ECCLESIA SEMPER REFORMANDA EST
(Gereja selalu direformasi)
Oleh: Pdt. Roy Charly HP
Sipahutar, M.Th[1]
Tulisan
ini merupakan salah satu upaya menziarahi semangat Reformasi Gereja yang akan dirayakan
setengah milleniumnya pada 31 Oktober yang akan datang. Merefleksikan semangat
yang tak akan diredup waktu, sebagai nafas gereja-gereja yang menamakan dirinya
reformis.
Pengistilahan
Istilah “Ecclesia
Semper Reformanda Est” (gereja yang selalu direformasi) sebenarnya memang tidak
datang dari Martin Luther secara langsung, tetapi tak dapat disangkal bahwa pengistilahan
ini telah menjadi hakekat dari gereja reformis yang terus dikumandangkan para pengikutnya.

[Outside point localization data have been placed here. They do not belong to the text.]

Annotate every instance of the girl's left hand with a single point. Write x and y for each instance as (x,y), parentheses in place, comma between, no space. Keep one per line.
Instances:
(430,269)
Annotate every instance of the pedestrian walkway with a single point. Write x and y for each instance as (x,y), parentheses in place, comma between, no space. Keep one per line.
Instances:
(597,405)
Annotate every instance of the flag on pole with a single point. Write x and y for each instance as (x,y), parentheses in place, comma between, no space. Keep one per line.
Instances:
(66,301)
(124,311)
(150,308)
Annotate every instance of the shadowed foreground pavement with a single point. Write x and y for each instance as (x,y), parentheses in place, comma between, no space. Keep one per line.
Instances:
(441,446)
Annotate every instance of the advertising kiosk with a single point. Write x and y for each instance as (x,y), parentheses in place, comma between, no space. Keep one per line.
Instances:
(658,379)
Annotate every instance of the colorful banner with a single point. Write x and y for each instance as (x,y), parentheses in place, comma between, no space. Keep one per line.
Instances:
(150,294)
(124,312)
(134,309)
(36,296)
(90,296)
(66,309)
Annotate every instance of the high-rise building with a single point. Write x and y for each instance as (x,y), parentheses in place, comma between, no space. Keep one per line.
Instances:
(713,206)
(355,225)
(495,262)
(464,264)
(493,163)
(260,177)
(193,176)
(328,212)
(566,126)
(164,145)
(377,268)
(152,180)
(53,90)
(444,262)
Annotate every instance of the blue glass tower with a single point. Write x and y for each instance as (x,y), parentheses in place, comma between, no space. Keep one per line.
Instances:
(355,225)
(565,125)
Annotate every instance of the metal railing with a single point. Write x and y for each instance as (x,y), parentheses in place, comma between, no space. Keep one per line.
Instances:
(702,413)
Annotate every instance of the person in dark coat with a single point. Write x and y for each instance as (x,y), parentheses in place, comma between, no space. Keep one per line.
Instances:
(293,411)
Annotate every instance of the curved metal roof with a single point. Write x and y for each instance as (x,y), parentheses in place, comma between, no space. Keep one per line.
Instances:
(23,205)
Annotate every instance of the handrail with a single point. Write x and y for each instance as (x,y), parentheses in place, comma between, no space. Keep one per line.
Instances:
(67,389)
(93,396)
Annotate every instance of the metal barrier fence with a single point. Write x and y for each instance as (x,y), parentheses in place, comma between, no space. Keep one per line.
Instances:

Semper Reformanda artinya adalah
Gereja yang terus membaharui diri, reformasi selalu. Membaharui berarti membuat
baru lagi sesuatu yang ada.
Untuk menolong kita memahami pengertian ini
saya akan memulai dengan teks Ratapan 3:22-23: “Tak berkesudahan kasih setia
Tuhan, tak habis-habisnya rahmat-Nya, selalu baru tiap pagi, besar
kesetiaan-Mu.” Dari hal ini dapatlah kita pahami:
1. Dalam konteks Kerajaan Allah, pembaharuan
(“selalu baru tiap pagi”) berada dalam arus kekal, terus-menerus, tak
berkesudahan, tak habis-habisnya.
2. Inti dari pembaharuan ada pada “kesetiaan”.
Jadi pembaharuan adalah perubahan dengan kembali kepada yang kekal, pada
kesetiaan.
Nas kedua yang dapat menjadi dasar kita yaitu,
Yeremia 31:33: “Aku akan menaruh Taurat-Ku dalam batin mereka dan menuliskannya
dalam hati mereka; maka Aku akan menjadi Allah mereka dan mereka akan menjadi
umat-Ku.” Pembaharuan ada pada penulisan Hukum Taurat yang sudah ada, yang
dulunya ditulis dalam batu, sekarang dalam hati. Reformasi dalam hal ini dapat
dipahami adalah pembaharuan untuk menghidupi Firman Allah.
Sehingga, Semper
Reformanda dalam terang kedua nas di atas adalah adanya suatu pembaharuan
gereja yang berlangsung terus-menerus. Berlangsung terus menerus untuk menjamin
berlangsungnya ajaran yang murni, Alkitabiah, dan berdasarkan inisiatif Allah
semata. Gereja yang menyadari perlunya usaha untuk selalu merenung dan
memerbaiki diri di sepanjang zaman.
Reformasi Gereja
Reformasi[2]
gereja yang terjadi di Eropa Barat tidak dapat terlepas dari keadaan masyarakat
Eropa Barat dan organisasi gereja-gereja yang ada pada saat itu. Dalam struktur
hirarki gereja, hirarki tertinggi adalah Paus yang berdomisili di Basilica St.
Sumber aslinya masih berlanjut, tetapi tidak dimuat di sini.